Today we are going to bake mixing good and tasty ingredients to prepare an equally tasty dessert: Braid with ricotta cheese, apricots and chocolate chips.
A creamy, fresh and delicate filling enclosed in a soft and fragrant short pastry. A mix of flavours that make this dessert a real temptation for every moment of the day. Want another breakfast idea? Try these Rice and buckwheat biscuits.
Braid with ricotta cheese, apricots and chocolate chips
41.84g carbohydrates per 100g
Ingredients for the shortcrust pastry
- 300g flour mix for bread, brand BiAglut**
- 150g butter
- 100g wholemeal rice flour*
- 100g sugar
- 2 eggs
- 8g baking powder*
- 1 pinch of vanilla pod
Ingredients for the filling
- 400g mixed ricotta
- 80g dried apricots
- 20g chocolate chips*
- 3g powdered sweetener* or a few drops of liquid sweetener*
**Ingredients specific for celiacs
*Ingredients whose labels must read “gluten-free” (or, in Italy, present on Prontuario AIC)
- Knead all the ingredients for the shortcrust pastry until you obtain a firm, smooth ball. Cover the dough with cling film, then let it rest in the refrigerator for the time needed to prepare the filling.
- Mix the ricotta until it is perfectly creamy and lump-free; add the sweetener (or sugar to taste), chopped apricots and chocolate chips, then mix well.
- Roll out the shortcrust pastry to form 3 rectangles measuring approximately 25×20 cm.

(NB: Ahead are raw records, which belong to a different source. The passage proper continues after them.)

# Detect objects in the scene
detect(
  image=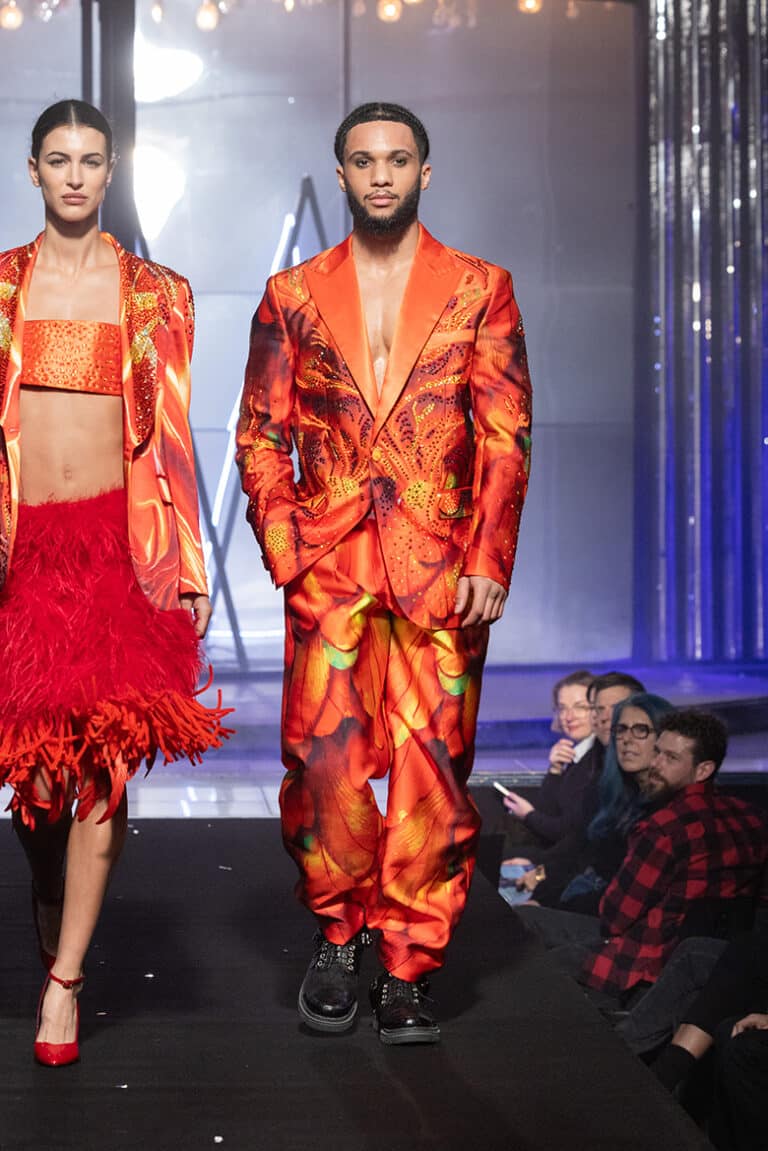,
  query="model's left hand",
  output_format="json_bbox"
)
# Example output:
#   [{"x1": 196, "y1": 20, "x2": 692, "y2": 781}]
[
  {"x1": 178, "y1": 593, "x2": 213, "y2": 640},
  {"x1": 731, "y1": 1012, "x2": 768, "y2": 1037},
  {"x1": 454, "y1": 576, "x2": 507, "y2": 627}
]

In the centre of the rectangle, parallel to the long side, form a cylinder of ricotta filling. On both sides of the filling, cut the pastry as if forming a fringe. Starting from one end, fold the first two strips of shortcrust pastry, crossing them over each other in a braid-like manner; continue until complete.
- Place the 3 plaits on a baking tin covered with parchment paper and bake them in a static oven preheated to 180°C for about 20 minutes.
Version with gluten of Braid with ricotta cheese, apricots and chocolate chips
Replace the BiAglut flour with an equal amount of wheat flour. No other adaptation is needed.